ATLANTA (AP) -- Emergency management workers in the Atlanta area and other parts of north Georgia were preparing to spring into action as rain - and temperatures - were falling early Wednesday, potentially leading to "catastrophic" ice conditions across the region.
Already, Georgia Power was reporting thousands of power outages around the state. And forecasters and officials said the number of outages would probably grow throughout the day. In north Georgia, morning snow was falling. Other areas of the South, from Louisiana to South Carolina, and the mid-Atlantic also are expected to get socked with a wintry mix of ice, snow and freezing rain.
In northeast Georgia, state DOT crews are plowing snow and spreading salt and gravel on state routes and interstates throughout the region, spokeswoman Teri Pope said in her 6:30 update. Pope said the following locations are hazardous, icing has been reported and crews are working in these areas:
* Forsyth County - SR 53 @ SR 306, SR 20 from SR 400 across the Chattahoochee River to Gwinnett County, SR 369 at SR 400, SR 141 at Ronald Reagan Parkway, SR 369 bridges across Lake Lanier
* Hall County - SR 369 bridges across Lake Lanier and I-985 NB north of Exit 22/SR11/Gainesville
* Elbert County - SR 172 from Bowman to Madison County Line
* Clarke County - reported tree down on SR 10 Loop at SR 10/US 78
* Barrow County - SR 11 @ SR 211, SR 11 from the Post Office to the Walton County Line and SR 324 bridge over Railroad in Auburn
* Dawson County - SR 136 over Burnt Mountain has heavy snow accumulations. Crews focusing on SR 53 and SR 186.
* Stephens County - SR 145 @ Wolf Pin Road, SR 106 @ SR 17 and the Toccoa Bypass
Pope said there were heavy snow accumulations in Habersham, Lumpkin, Rabun, Towns, Union and White Counties - roadway conditions are treacherous and advised "do not travel in these counties."
Atlanta and the surrounding region dodged the first punch of a dangerous winter storm Tuesday, but forecasters warned that the second punch would likely bring a thick layer of ice and heavy winds that could knock out power to thousands and leave people stranded in their cold, dark homes for days. National Weather Service forecasters used unusual dire language in warnings and memos early Wednesday, and they said that while a foot of snow could fall in some parts of Georgia, "it is the ice that will have the catastrophic impacts."

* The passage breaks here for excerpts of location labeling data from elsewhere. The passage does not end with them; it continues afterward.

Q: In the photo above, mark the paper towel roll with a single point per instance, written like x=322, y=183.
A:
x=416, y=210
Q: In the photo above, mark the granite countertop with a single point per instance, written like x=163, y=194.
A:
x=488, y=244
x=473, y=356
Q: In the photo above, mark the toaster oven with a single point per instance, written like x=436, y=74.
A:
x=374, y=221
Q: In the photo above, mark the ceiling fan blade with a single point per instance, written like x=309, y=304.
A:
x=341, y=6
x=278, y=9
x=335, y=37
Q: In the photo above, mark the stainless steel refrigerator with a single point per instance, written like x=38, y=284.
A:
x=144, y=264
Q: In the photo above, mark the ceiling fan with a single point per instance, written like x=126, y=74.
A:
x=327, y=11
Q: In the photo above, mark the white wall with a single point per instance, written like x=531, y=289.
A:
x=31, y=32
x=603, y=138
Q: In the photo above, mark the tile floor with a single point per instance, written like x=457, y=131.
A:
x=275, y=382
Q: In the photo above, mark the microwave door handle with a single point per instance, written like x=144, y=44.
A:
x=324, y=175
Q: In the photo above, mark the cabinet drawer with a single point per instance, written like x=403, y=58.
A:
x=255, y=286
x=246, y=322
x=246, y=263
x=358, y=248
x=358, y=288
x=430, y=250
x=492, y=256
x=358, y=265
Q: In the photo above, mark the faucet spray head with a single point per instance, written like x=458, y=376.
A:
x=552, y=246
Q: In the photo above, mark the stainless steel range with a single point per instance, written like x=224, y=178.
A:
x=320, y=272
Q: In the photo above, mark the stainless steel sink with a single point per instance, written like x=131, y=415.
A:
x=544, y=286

Elected leaders and emergency management officials began warning people to stay off the roads, especially after two inches of snowfall caused an icy gridlock two weeks ago and left thousands stranded in vehicles overnight. It seemed many in the region around the state's capital obliged as streets and highways were uncharacteristically unclogged Tuesday.

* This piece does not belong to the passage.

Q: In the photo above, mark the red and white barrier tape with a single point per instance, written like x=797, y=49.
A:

Georgia Gov. Nathan Deal and Atlanta Mayor Kasim Reed in a news conference at the Georgia Emergency Management Agency's special operations center Tuesday evening implored people to get somewhere safe and stay there.
"The message I really want to share is, as of midnight tonight, wherever you are, you need to plan on staying there for a while," Reed said. "The bottom line is that all of the information that we have right now suggests that we are facing an icing event that is very unusual for the metropolitan region and the state of Georgia."
The forecast drew comparisons to an ice storm in the Atlanta area in 2000 that left more than 500,000 homes and businesses without power and an epic storm in 1973 that caused an estimated 200,000 outages for several days. In 2000, damage estimates topped $35 million.
Eli Jacks, a meteorologist with National Weather Service, said forecasters use words such as "catastrophic" sparingly.
"Sometimes we want to tell them, `Hey, listen, this warning is different. This is really extremely dangerous, and it doesn't happen very often,'" Jacks said.
The service's memo early Wednesday called the storm "an event of historical proportions."
It continues: "Catastrophic ... crippling ... paralyzing ... choose your adjective."
Jack said three-quarters of an inch of ice would be catastrophic anywhere. But the Atlanta area and other parts of the South are particularly vulnerable: Many trees and limbs hang over power lines. When ice builds up on them, limbs snap and fall, knocking out power.
Nearly all flight at the Atlanta airport have been canceled. Delta, alone, canceled 2,200 flights on Tuesday and Wednesday, most of them in Atlanta.